The G7 meets in Japan. The issue of Britain potentially leaving the European Union will be high on the agenda as finance leaders meet on Friday. Discussions on monetary policy, structural reforms, boosting global demand, and cyber security will continue over the weekend.
Austrians vote for a new president. The run-off vote on Sunday pits far-right Freedom Party presidential candidate Norbert Hofer against former Green Party leader Alexander Van der Bellen. If anti-immigration populist Hofer wins, he could become the EU’s first far-right head of state.
While you were sleeping
Wreckage from the missing EgyptAir flight was found. Egyptian officials said they have identified debris and passengers’ belongings from the plane 180 miles off the coast of Alexandria. Flight MS804 disappeared from radar with 66 people on board on the way from Paris to Cairo early Thursday morning. The Egyptian Navy is now combing the area for the plane’s black box.
Taiwan swore in its first female president. Tsai Ing-wen represents the Democratic Progressive Party, which traditionally favors independence from China. In her inauguration speech, Tsai urged China to “drop the baggage of history,” emphasized the need to reduce economic dependence on the mainland, and promised to safeguard democracy.
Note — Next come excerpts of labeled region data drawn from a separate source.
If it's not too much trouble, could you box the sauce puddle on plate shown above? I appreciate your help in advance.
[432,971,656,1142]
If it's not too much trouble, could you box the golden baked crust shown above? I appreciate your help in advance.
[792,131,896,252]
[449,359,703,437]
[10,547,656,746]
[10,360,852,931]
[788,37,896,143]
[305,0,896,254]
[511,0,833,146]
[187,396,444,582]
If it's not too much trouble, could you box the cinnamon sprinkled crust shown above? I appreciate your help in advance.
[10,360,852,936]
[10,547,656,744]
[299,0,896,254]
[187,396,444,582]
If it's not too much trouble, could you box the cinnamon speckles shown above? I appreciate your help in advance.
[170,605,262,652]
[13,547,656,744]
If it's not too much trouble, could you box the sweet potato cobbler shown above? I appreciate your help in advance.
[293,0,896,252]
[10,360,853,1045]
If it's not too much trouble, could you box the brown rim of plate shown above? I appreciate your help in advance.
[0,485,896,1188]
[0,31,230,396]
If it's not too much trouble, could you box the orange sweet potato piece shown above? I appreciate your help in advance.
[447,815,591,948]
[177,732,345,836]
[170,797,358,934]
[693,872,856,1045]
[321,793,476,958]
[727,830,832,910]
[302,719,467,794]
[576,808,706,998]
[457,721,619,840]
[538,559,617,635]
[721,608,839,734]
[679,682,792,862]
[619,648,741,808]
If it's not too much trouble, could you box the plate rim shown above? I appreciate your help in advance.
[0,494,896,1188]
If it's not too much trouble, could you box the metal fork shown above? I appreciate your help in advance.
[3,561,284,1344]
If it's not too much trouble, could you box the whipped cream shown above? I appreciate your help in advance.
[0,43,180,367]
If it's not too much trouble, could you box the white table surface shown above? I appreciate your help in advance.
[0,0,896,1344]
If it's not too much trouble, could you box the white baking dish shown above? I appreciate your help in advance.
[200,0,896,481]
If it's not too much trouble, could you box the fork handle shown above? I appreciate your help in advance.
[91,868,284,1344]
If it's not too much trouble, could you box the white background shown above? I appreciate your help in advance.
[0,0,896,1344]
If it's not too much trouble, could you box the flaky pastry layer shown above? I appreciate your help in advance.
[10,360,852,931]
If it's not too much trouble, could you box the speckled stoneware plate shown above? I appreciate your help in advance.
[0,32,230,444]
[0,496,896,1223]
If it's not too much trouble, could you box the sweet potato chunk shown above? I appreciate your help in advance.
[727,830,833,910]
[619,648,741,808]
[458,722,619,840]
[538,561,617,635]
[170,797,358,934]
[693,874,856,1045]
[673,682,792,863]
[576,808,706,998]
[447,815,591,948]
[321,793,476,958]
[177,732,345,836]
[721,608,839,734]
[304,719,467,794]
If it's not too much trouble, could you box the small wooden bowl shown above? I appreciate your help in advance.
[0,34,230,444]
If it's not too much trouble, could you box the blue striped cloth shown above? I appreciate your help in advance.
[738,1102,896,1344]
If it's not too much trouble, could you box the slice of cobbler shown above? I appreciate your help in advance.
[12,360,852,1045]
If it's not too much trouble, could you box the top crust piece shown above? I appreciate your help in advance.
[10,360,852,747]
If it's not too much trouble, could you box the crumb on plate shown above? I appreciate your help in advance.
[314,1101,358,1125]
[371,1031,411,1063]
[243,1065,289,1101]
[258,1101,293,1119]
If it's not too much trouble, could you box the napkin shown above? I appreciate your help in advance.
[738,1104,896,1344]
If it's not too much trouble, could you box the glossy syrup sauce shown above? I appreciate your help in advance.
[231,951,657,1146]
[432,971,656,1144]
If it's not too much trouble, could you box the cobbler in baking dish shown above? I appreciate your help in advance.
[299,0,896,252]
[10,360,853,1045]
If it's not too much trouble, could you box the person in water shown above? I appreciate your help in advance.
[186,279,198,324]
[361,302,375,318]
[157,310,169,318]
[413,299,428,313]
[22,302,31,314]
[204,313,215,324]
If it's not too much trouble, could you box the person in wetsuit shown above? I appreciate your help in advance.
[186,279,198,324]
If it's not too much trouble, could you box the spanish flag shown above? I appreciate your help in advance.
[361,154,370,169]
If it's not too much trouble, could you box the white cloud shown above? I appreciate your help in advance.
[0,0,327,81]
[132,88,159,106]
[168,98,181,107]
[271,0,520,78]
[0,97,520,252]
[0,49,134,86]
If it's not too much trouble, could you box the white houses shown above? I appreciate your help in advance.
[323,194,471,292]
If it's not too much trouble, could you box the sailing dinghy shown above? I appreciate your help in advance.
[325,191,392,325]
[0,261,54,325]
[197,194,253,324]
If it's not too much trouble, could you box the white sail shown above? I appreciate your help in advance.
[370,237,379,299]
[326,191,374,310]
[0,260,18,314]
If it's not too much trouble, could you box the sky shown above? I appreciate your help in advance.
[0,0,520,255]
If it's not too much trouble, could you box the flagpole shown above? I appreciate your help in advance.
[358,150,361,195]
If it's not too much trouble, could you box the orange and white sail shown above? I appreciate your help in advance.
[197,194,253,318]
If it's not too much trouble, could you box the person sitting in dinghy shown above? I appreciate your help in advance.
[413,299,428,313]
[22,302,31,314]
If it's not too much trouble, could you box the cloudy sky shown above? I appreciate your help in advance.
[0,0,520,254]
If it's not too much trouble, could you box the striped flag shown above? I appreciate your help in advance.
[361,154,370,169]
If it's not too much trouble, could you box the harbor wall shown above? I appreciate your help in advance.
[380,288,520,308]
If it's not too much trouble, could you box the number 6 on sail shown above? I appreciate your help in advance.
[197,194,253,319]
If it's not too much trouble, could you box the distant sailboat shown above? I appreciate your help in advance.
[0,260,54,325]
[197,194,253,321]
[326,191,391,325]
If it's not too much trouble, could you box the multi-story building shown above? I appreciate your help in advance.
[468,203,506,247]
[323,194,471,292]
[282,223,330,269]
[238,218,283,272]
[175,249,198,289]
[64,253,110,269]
Richemont lost its sparkle. The Swiss luxury goods group said lackluster demand for watches in Hong Kong and Europe led to stuttering sales growth in the final quarter of its fiscal year and a 15% drop in April sales. “We are doubtful that any meaningful improvement in the trading environment is to be expected,” said the company chairman, a worrying sign for other luxury firms.
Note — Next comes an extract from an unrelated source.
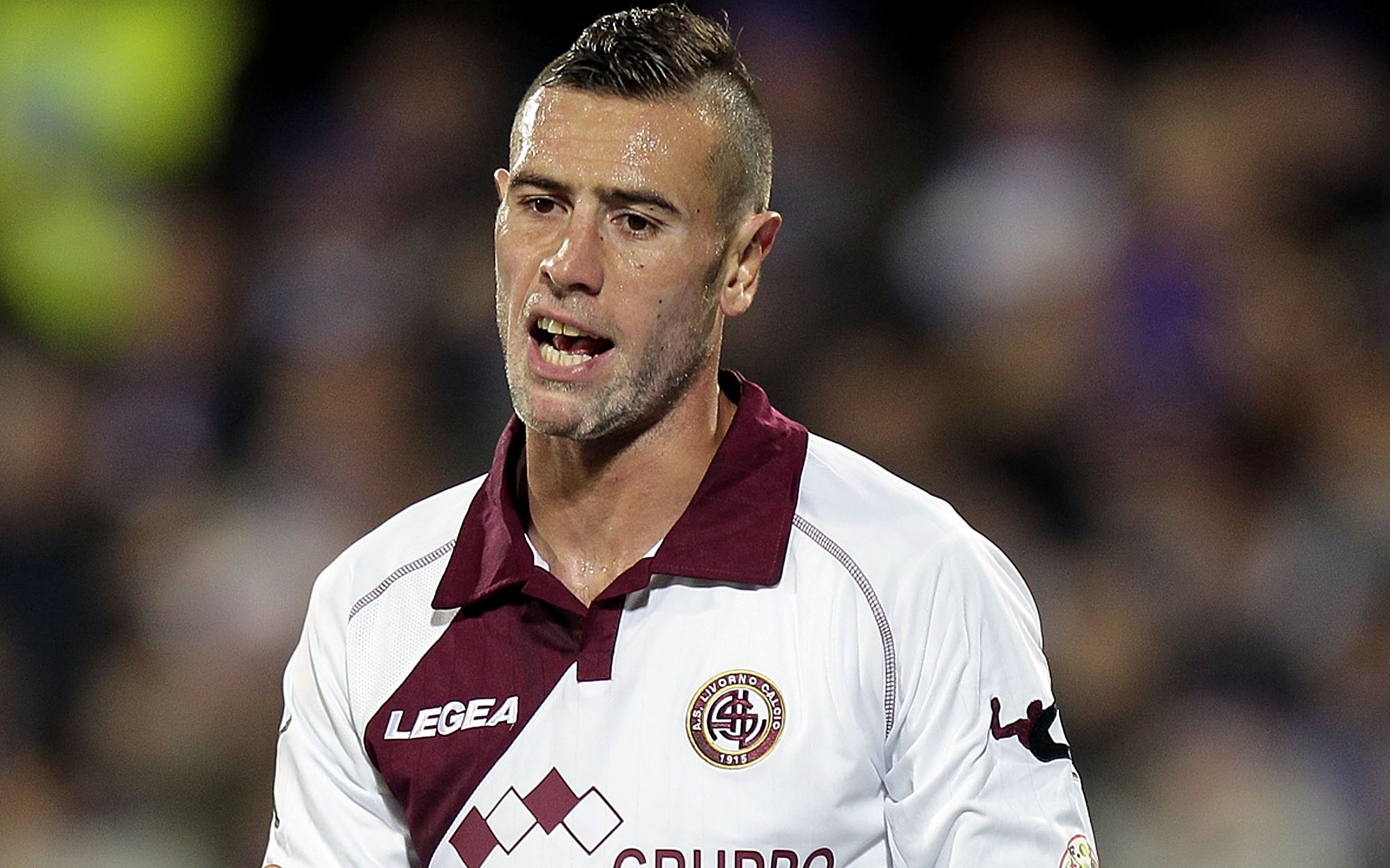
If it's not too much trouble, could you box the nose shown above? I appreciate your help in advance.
[541,214,603,295]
Germany’s builders kept busy. The number of residential building permits issued rose by over 30% in the first quarter of the year, buoyed by demand for cheaper accommodation for refugees. Low borrowing costs have also nudged many Germans, who tend to rent, to buy their own homes.
Yahoo’s value cratered. Bidders for the troubled company’s core business may offer $2 billion to $3 billion, less than half of original expectations, according to the Wall Street Journal (paywall). Offers are due the first week of June.
US politicians reached a deal to save Puerto Rico. An agreement between the White House and Republican leaders would restructure the territory’s $70 billion debt (paywall), in a process resembling bankruptcy. Lawmakers will vote on the measure in June, ahead of a $1.9 billion debt payment due July 1.
Quartz obsession interlude
Roya Wolverson on letting go of attachment parenting. “When I stopped picking my two-year-old up from school, he stopped throwing mid-day tantrums and started cleaning his plate at lunch. He seemed genuinely happier to see me when I came downstairs to greet him after work, and for the rest of the day spent less time whining and more time enjoying my company.” Read more here.
Matters of debate
Bayer-Monsanto is a merger 4,000 years in the making. Consolidation is the only growth strategy that agriculture has left.
Criminal justice has put too much stock in DNA testing. The technique is being applied widely and inaccurately.
Forbidden pleasures are overrated. Our brains undervalue the good stuff sitting right in front of us.
India recorded its hottest day since 1956. Temperatures in the state of Rajasthan hit a whopping 123.8°F (51°C).
A new wristband shocks users into saving money. It delivers a jolt when debts get out of hand.
A million Chinese visited Disneyland Shanghai in the past month. The theme park isn’t even open yet, but visitors have flocked to see its public areas.
Tokyo has more helipads than any other city. The Japanese capital’s 80 helipads are rarely used due to noise restrictions, and are there mainly for emergency evacuations.
The Burger King in Helsinki has its own sauna. Burgers taste better when you’re sweating profusely.